Geçtiğimiz Ekim ayında Boeing, Çinli havayolları için üretilen ve ABD’de teslim edilmeyi bekleyen 138 uçağın daha olduğunu açıkladı. Ancak Çinli havayollarının yakın gelecekte bu uçakları teslim alacağına dair hiçbir sinyal olmadığı için Boeing, bu uçakları başka havayollarına sunmaya başladığını duyurdu.
Çin’de kısa süre önce sıfır COVID politikasına son verilmesinin ardından iç hat pazarında güçlü bir toparlanma başladı. Çin’de, yaklaşan Yeni Ay Yılı tatilinde 2,1 milyar insanın seyahat etmesi bekleniyor. Bu, geçen yılın aynı dönemdeki rakamın ikiye katlanması anlamına geliyor.
737 MAX’ın yeniden gökyüzüne dönmesi, Boeing’in Çin’deki ilişkilerini eski haline getirmesinin de ilk adımıydı. Bu gelişmenin, yeni uçak teslimatlarının yolunu açabileceği düşünülüyor.

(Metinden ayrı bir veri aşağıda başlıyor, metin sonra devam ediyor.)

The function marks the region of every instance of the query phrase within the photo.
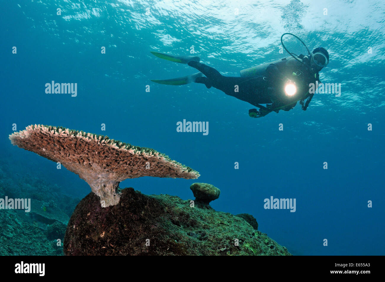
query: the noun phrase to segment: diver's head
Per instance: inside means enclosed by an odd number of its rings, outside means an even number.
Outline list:
[[[310,66],[317,72],[326,66],[329,63],[329,53],[322,47],[315,49],[311,53]]]

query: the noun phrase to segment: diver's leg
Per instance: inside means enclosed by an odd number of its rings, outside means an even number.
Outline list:
[[[204,64],[199,63],[195,61],[190,61],[187,63],[190,67],[195,68],[199,72],[204,74],[209,79],[213,80],[219,79],[223,76],[219,72],[214,68],[209,67]]]
[[[211,83],[210,80],[206,77],[197,77],[195,78],[195,80],[194,82],[196,82],[197,83],[203,83],[206,85],[206,87],[208,88],[211,88],[213,86],[213,84]]]

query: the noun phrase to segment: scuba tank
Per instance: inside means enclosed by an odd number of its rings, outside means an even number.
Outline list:
[[[303,45],[306,48],[306,50],[308,51],[308,55],[303,57],[303,58],[305,59],[304,60],[301,59],[297,56],[295,56],[295,54],[289,52],[289,50],[286,48],[285,44],[283,44],[283,42],[282,41],[282,38],[283,37],[284,35],[287,34],[292,35],[292,36],[293,36],[296,38],[300,41]],[[266,70],[266,68],[268,67],[269,65],[273,63],[276,65],[278,68],[281,68],[281,67],[280,67],[282,66],[283,65],[286,65],[288,63],[294,63],[294,62],[293,60],[295,60],[295,61],[299,62],[301,64],[303,65],[310,65],[310,58],[311,56],[310,51],[309,51],[309,49],[308,48],[306,45],[302,41],[302,40],[301,40],[300,38],[296,35],[295,35],[293,33],[283,33],[282,36],[281,37],[281,43],[282,44],[282,46],[290,54],[291,57],[283,58],[280,60],[277,60],[270,63],[266,63],[260,65],[256,67],[253,67],[251,68],[249,68],[242,70],[240,72],[241,76],[243,77],[258,76],[260,75],[263,75],[264,76],[266,75],[265,72]]]
[[[273,63],[276,65],[278,67],[281,64],[286,64],[287,61],[291,58],[291,57],[283,58],[280,60],[277,60],[270,63],[265,63],[262,64],[262,65],[259,65],[255,67],[253,67],[251,68],[246,68],[244,70],[242,70],[240,72],[241,76],[243,77],[246,77],[259,76],[261,75],[264,76],[266,75],[266,73],[265,72],[266,70],[266,68],[268,67],[270,65],[271,65],[272,63]]]

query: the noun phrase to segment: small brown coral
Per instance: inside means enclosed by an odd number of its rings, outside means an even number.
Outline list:
[[[79,175],[100,197],[102,206],[119,202],[119,183],[128,178],[199,176],[198,172],[153,149],[62,127],[30,125],[9,138],[14,145],[60,162]]]

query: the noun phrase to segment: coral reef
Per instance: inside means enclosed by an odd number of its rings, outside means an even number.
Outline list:
[[[9,135],[12,144],[60,162],[79,175],[100,198],[116,205],[119,183],[141,176],[195,179],[199,173],[153,149],[62,127],[31,125]]]
[[[218,199],[221,194],[221,190],[218,188],[208,183],[193,183],[190,189],[195,197],[195,201],[206,205]]]
[[[246,220],[246,222],[251,225],[253,228],[255,230],[258,230],[258,222],[257,222],[257,220],[251,215],[249,214],[237,214],[235,216],[243,219]]]
[[[167,195],[126,188],[102,208],[90,193],[76,207],[64,238],[67,255],[290,255],[244,219]]]
[[[30,199],[31,209],[0,211],[0,255],[62,255],[69,216],[80,199],[62,194],[62,188],[37,177],[34,168],[15,161],[0,159],[0,195]]]

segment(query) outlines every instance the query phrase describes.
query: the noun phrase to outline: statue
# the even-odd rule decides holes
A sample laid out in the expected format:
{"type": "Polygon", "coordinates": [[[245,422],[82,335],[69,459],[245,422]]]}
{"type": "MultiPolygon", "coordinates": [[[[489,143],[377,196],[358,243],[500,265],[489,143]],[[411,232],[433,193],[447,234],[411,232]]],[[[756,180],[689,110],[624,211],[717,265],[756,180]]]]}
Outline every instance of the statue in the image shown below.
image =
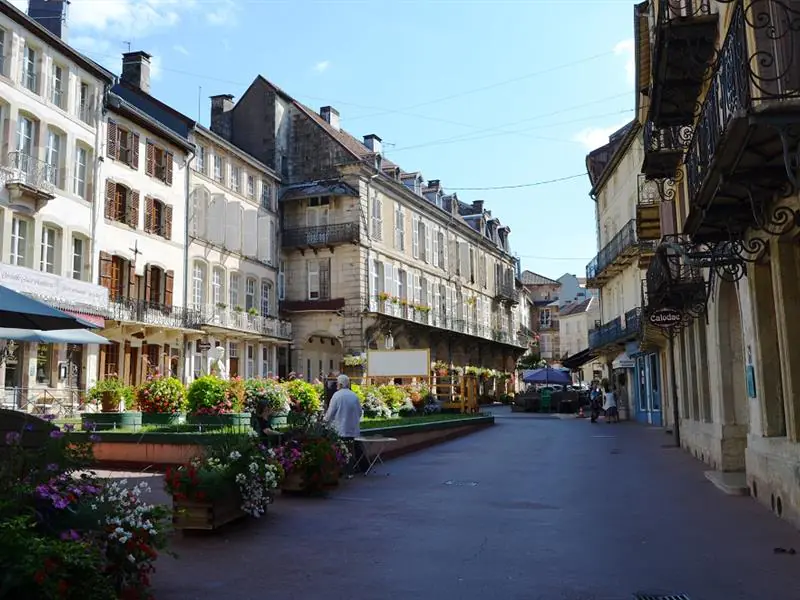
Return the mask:
{"type": "Polygon", "coordinates": [[[208,372],[214,377],[228,379],[228,367],[225,365],[225,348],[222,346],[217,346],[211,351],[208,372]]]}

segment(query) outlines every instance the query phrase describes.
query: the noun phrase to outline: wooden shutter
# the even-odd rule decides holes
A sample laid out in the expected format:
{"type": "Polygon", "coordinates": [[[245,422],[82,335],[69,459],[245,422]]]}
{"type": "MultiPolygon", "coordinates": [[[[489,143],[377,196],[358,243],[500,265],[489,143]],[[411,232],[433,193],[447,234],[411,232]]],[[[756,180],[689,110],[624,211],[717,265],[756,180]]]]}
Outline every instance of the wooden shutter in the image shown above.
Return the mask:
{"type": "Polygon", "coordinates": [[[110,179],[106,179],[106,206],[105,206],[105,217],[106,219],[113,219],[114,218],[114,201],[117,193],[117,184],[111,181],[110,179]]]}
{"type": "Polygon", "coordinates": [[[131,134],[131,153],[129,155],[131,157],[131,166],[134,169],[139,168],[139,134],[132,133],[131,134]]]}
{"type": "Polygon", "coordinates": [[[128,298],[136,299],[136,265],[133,261],[128,262],[128,298]]]}
{"type": "Polygon", "coordinates": [[[172,207],[164,205],[164,237],[172,239],[172,207]]]}
{"type": "Polygon", "coordinates": [[[131,190],[130,196],[128,196],[128,225],[136,229],[139,225],[139,192],[135,192],[131,190]]]}
{"type": "Polygon", "coordinates": [[[175,285],[175,271],[164,273],[164,305],[172,306],[172,288],[175,285]]]}
{"type": "Polygon", "coordinates": [[[111,264],[113,259],[108,252],[100,251],[100,285],[111,291],[111,264]]]}
{"type": "Polygon", "coordinates": [[[144,197],[144,230],[147,233],[156,231],[156,224],[153,222],[153,199],[150,196],[144,197]]]}
{"type": "Polygon", "coordinates": [[[144,299],[150,302],[150,294],[153,292],[153,267],[147,265],[144,268],[144,299]]]}
{"type": "Polygon", "coordinates": [[[155,155],[156,155],[156,149],[153,146],[153,144],[150,141],[148,141],[147,142],[147,151],[146,151],[145,159],[144,159],[144,161],[145,161],[144,171],[145,171],[145,173],[147,173],[150,176],[152,176],[153,175],[153,171],[155,171],[155,155]]]}
{"type": "Polygon", "coordinates": [[[118,158],[119,151],[119,130],[114,121],[109,120],[108,130],[106,131],[106,154],[109,158],[118,158]]]}

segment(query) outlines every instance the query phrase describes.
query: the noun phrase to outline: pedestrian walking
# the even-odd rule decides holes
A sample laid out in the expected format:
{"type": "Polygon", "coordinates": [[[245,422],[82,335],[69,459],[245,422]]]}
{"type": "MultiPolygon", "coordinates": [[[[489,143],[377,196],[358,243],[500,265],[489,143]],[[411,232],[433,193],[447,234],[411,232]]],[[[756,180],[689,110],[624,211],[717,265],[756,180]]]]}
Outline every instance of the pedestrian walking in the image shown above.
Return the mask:
{"type": "Polygon", "coordinates": [[[339,389],[331,398],[325,421],[330,423],[350,450],[350,462],[345,475],[352,479],[355,465],[359,463],[362,453],[361,445],[355,441],[361,435],[361,401],[350,389],[350,378],[347,375],[339,375],[336,384],[339,389]]]}

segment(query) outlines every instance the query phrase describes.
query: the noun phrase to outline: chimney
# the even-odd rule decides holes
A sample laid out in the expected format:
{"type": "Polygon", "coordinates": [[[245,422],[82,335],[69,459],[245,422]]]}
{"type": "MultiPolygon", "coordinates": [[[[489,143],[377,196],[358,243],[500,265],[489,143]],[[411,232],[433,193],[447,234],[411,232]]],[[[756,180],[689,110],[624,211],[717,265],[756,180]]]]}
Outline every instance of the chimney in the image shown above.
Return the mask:
{"type": "Polygon", "coordinates": [[[336,131],[341,129],[339,124],[339,111],[332,106],[323,106],[319,109],[319,116],[325,119],[336,131]]]}
{"type": "Polygon", "coordinates": [[[381,138],[374,133],[364,136],[364,145],[376,154],[380,154],[383,151],[383,145],[381,144],[381,141],[381,138]]]}
{"type": "Polygon", "coordinates": [[[28,16],[53,35],[67,41],[69,0],[29,0],[28,16]]]}
{"type": "Polygon", "coordinates": [[[233,107],[230,94],[211,96],[211,131],[228,141],[233,137],[233,107]]]}
{"type": "Polygon", "coordinates": [[[126,52],[122,55],[122,81],[145,94],[150,93],[150,58],[147,52],[126,52]]]}

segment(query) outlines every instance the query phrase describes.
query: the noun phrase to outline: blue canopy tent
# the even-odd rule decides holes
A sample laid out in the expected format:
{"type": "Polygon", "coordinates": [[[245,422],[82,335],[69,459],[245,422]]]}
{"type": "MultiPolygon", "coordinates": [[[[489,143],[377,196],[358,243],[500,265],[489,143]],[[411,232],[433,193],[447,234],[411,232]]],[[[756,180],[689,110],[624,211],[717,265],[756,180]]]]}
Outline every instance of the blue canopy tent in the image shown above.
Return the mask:
{"type": "Polygon", "coordinates": [[[0,327],[15,329],[93,329],[96,325],[0,286],[0,327]]]}

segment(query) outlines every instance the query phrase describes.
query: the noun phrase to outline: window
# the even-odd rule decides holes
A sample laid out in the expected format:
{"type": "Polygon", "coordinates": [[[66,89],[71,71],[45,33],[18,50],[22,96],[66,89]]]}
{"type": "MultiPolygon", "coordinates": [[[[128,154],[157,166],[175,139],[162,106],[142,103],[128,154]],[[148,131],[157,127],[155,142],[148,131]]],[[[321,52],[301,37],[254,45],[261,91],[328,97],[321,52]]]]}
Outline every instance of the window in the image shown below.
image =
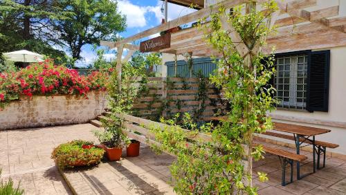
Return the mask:
{"type": "Polygon", "coordinates": [[[306,109],[308,55],[282,55],[275,58],[274,78],[277,107],[306,109]]]}

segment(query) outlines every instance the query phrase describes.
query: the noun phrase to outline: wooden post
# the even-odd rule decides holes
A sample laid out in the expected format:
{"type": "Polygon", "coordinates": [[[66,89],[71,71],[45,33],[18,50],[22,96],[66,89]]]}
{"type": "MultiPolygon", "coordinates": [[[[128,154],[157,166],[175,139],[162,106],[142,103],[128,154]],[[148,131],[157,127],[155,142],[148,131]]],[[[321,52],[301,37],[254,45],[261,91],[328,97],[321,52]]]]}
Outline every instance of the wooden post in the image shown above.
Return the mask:
{"type": "MultiPolygon", "coordinates": [[[[246,3],[246,14],[250,14],[252,12],[256,12],[256,3],[255,1],[251,1],[248,3],[246,3]]],[[[252,48],[248,48],[250,50],[251,50],[255,46],[250,44],[250,43],[245,43],[246,46],[251,46],[252,48]]],[[[248,68],[250,71],[254,71],[254,67],[252,62],[252,53],[248,53],[246,56],[245,56],[244,59],[244,68],[248,68]]],[[[254,86],[253,85],[251,85],[248,86],[248,91],[249,92],[249,94],[251,96],[254,95],[254,86]]],[[[245,110],[245,115],[244,115],[244,124],[246,126],[248,125],[248,112],[251,111],[252,109],[253,106],[253,103],[250,102],[248,104],[247,108],[245,110]]],[[[248,166],[247,169],[247,174],[251,176],[253,175],[253,156],[252,156],[252,151],[253,151],[253,132],[251,132],[251,129],[248,129],[248,132],[246,135],[244,136],[245,138],[245,143],[248,145],[248,154],[247,154],[247,157],[248,157],[248,166]]],[[[248,186],[253,187],[253,181],[251,178],[250,179],[248,179],[248,186]]]]}
{"type": "MultiPolygon", "coordinates": [[[[167,77],[162,77],[162,102],[165,102],[165,100],[167,100],[167,77]]],[[[162,111],[162,115],[165,118],[167,116],[167,113],[165,110],[162,111]]]]}
{"type": "Polygon", "coordinates": [[[122,57],[122,50],[124,50],[124,45],[118,47],[117,61],[116,61],[116,73],[118,74],[118,90],[121,91],[121,68],[122,63],[121,57],[122,57]]]}

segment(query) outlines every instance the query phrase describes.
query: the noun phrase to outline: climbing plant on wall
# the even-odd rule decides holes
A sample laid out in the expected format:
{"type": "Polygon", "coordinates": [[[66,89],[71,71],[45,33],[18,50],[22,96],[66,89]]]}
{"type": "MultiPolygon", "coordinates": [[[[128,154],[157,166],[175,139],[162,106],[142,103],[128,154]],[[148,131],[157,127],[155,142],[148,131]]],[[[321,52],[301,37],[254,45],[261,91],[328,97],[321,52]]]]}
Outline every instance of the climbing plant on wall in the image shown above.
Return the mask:
{"type": "MultiPolygon", "coordinates": [[[[174,190],[179,194],[256,194],[251,163],[253,158],[262,158],[262,148],[252,147],[253,133],[271,129],[266,113],[274,109],[275,102],[274,89],[264,87],[274,72],[273,57],[262,53],[261,48],[273,30],[271,17],[277,8],[270,0],[262,5],[265,12],[257,12],[255,8],[254,1],[249,1],[230,13],[220,8],[209,16],[209,22],[206,18],[199,23],[206,42],[221,55],[219,71],[210,79],[222,88],[230,103],[227,119],[216,127],[197,128],[187,115],[180,125],[174,120],[163,120],[172,126],[170,129],[151,128],[161,143],[154,147],[177,156],[171,172],[174,190]],[[194,135],[200,132],[210,133],[210,140],[197,140],[194,135]],[[248,166],[244,165],[244,158],[248,166]]],[[[257,174],[260,180],[267,179],[265,174],[257,174]]]]}

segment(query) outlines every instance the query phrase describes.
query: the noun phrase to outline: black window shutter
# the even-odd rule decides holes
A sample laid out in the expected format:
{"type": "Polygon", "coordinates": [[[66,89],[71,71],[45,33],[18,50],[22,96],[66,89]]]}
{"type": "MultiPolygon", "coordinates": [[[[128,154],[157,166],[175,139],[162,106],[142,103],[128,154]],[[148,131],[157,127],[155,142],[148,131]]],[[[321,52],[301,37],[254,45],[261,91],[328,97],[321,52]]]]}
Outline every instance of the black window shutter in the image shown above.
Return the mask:
{"type": "Polygon", "coordinates": [[[307,68],[307,110],[328,111],[330,50],[310,53],[307,68]]]}

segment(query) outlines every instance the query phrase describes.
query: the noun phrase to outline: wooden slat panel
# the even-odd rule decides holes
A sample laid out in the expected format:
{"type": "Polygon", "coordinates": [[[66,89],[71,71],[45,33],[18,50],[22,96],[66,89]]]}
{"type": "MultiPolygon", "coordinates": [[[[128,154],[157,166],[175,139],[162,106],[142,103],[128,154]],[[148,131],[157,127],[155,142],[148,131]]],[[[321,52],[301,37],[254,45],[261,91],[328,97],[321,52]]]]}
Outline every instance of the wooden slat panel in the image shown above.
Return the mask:
{"type": "Polygon", "coordinates": [[[339,14],[339,6],[333,6],[310,12],[310,20],[318,20],[325,17],[337,16],[339,14]]]}
{"type": "Polygon", "coordinates": [[[346,17],[329,19],[327,25],[331,27],[346,25],[346,17]]]}
{"type": "MultiPolygon", "coordinates": [[[[259,145],[259,144],[254,144],[255,146],[259,145]]],[[[269,147],[267,146],[262,146],[263,147],[263,151],[266,153],[270,153],[273,154],[275,155],[280,156],[282,157],[285,157],[289,159],[292,159],[296,161],[299,162],[302,162],[304,160],[307,159],[307,157],[301,155],[301,154],[296,154],[294,153],[289,152],[286,150],[283,150],[282,149],[277,149],[277,148],[273,148],[273,147],[269,147]]]]}
{"type": "Polygon", "coordinates": [[[288,115],[277,115],[273,113],[269,114],[269,116],[271,116],[273,119],[276,119],[276,120],[304,122],[307,124],[314,124],[323,126],[335,127],[340,127],[346,129],[346,122],[343,122],[288,116],[288,115]]]}
{"type": "Polygon", "coordinates": [[[140,38],[147,37],[148,36],[160,32],[161,31],[167,30],[173,27],[179,26],[180,25],[185,24],[189,22],[194,21],[204,17],[208,17],[210,15],[218,12],[219,8],[221,6],[225,7],[225,8],[233,8],[235,6],[242,4],[245,1],[246,1],[246,0],[224,1],[214,5],[212,8],[209,8],[209,7],[206,8],[204,9],[179,17],[176,19],[170,21],[156,27],[148,29],[147,30],[144,30],[140,33],[137,33],[133,36],[131,36],[129,37],[117,41],[116,43],[116,46],[118,47],[120,45],[129,43],[133,41],[140,39],[140,38]]]}
{"type": "MultiPolygon", "coordinates": [[[[155,127],[158,128],[162,128],[162,130],[163,131],[170,131],[171,130],[169,125],[167,125],[165,124],[157,122],[154,122],[151,121],[149,120],[146,119],[143,119],[140,118],[138,117],[134,117],[131,116],[129,115],[126,115],[126,114],[118,114],[117,115],[119,118],[122,118],[123,120],[127,120],[129,122],[135,122],[137,123],[140,125],[144,125],[145,127],[155,127]]],[[[178,127],[176,127],[178,128],[178,127]]],[[[191,132],[189,130],[183,129],[180,129],[183,130],[184,132],[187,133],[187,136],[192,140],[196,140],[196,141],[202,141],[202,142],[210,142],[211,141],[211,136],[203,134],[203,133],[195,133],[194,132],[191,132]]]]}

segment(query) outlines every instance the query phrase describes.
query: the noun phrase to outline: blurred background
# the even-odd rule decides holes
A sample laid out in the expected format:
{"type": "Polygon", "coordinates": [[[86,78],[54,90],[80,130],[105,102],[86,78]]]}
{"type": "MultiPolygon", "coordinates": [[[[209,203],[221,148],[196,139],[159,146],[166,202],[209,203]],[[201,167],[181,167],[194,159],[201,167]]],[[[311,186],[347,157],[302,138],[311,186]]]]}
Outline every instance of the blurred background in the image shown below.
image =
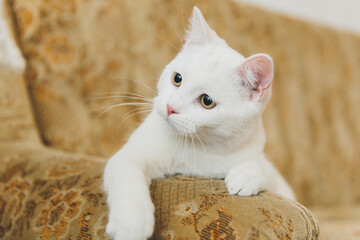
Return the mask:
{"type": "Polygon", "coordinates": [[[360,35],[357,0],[238,0],[280,14],[360,35]]]}

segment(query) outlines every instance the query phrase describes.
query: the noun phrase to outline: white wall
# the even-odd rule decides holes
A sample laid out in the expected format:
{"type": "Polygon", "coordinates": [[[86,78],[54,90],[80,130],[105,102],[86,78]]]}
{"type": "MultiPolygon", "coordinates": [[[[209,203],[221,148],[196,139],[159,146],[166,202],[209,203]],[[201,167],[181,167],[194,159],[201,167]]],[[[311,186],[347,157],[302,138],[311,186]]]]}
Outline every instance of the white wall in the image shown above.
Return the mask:
{"type": "Polygon", "coordinates": [[[360,0],[238,0],[360,35],[360,0]]]}

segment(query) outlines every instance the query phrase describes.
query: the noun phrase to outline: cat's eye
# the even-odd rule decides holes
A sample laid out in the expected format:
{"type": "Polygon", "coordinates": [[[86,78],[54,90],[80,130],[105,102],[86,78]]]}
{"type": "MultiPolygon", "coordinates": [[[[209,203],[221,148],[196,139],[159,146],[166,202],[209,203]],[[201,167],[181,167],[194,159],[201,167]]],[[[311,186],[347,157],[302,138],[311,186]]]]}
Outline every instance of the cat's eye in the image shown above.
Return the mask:
{"type": "Polygon", "coordinates": [[[200,103],[201,106],[203,106],[206,109],[211,109],[216,105],[216,103],[207,94],[203,94],[200,96],[200,103]]]}
{"type": "Polygon", "coordinates": [[[174,75],[173,84],[174,84],[176,87],[180,87],[181,82],[182,82],[182,76],[181,76],[181,74],[180,74],[180,73],[176,73],[176,74],[174,75]]]}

Boeing, 2017’den bu yana Çin’den hiç yeni uçak siparişi alamadı. Öte yandan Çin’in devlete ait havayolları sadece 2022’de Airbus’a yaklaşık 300 uçak siparişi verdi.
AIRBUS PİLOTLARA ASİSTANLIK YAPAN TEKNOLOJİLERİ TEST EDİYOR!
Airbus’ın yüzde yüz iştirak şirketi olan Airbus UpNext, A350-1000 test uçağında, yerde ve havada pilotlara yardım eden teknolojileri test etmeye başladı.
Seyir esnasında acil durumlarda otomatik olarak rota değiştirme, otomatik iniş ve taksi asistanından oluşan ve “DragonFly” olarak bilinen bu teknolojiler, daha emniyetli ve verimli operasyonları desteklemek için, otonom uçuş sistemlerinin fizibilitesini ve uygunluğunu değerlendirmeyi amaçlıyor.
Airbus, bu teknolojileri geliştirirken, daha sürdürülebilir bir dünya için doğadaki tasarımları ve süreçleri taklit eden biyomimikriden esinlendi. Sistem, tıpkı yusufçukların yer işaretlerini tanıma yeteneğine sahip olması gibi, bir uçağın çevresini otonom bir şekilde görmesini ve emniyetli manevralar yapmasını sağlayacak arazi özelliklerini belirlemek üzere tasarlandı.
Yapılan testlerde, uçuş, iniş ve taksi sırasında, kokpitteki pilotlardan birinin etkisiz hâle gelmesi durumu simule edildi. Sistemin, diğer pilota nasıl yardımcı olduğu gözlendi.
Uçuş koridorları, yer ve hava koşulları gibi dış faktörleri dikkate alan sistem, yeni bir uçuş rotası oluşturabildi. Ayrıca hem kule hem de hava yolunun Operasyon Kontrol Merkezi ile iletişim kurabildi.
Airbus UpNext, Toulouse-Blagnac Havalimanı’nda gerçek zamanlı koşullarda, sistemin taksi yardımı özelliklerini de test etti. Sistem, engellere tepki olarak mürettebata sesli uyarılar göndermenin yanı sıra, destekli hız kontrolü ve özel bir havaalanı haritası kullanarak, pistte kokpit ekibine rehberlik sağladı.
Bu yeteneklere ek olarak Airbus UpNext, iniş ve taksi konusundaki desteğini geliştirmek için, yeni nesil bilgisayar görüşü tabanlı algoritmaları hazırlamak üzere de bir proje üzerinde çalışıyor. Bu sistemin testleri de Airbus’ın yan kuruluşları ile Cobham, Collins Aerospace, Honeywell, Onera ve Thales gibi ortaklarla iş birliği şeklinde gerçekleştiriliyor.
DragonFly; Fransız Teşvik Planı’nın bir parçası olarak, Fransız Sivil Havacılık Otoritesi (DGAC) tarafından kısmen finanse ediliyor.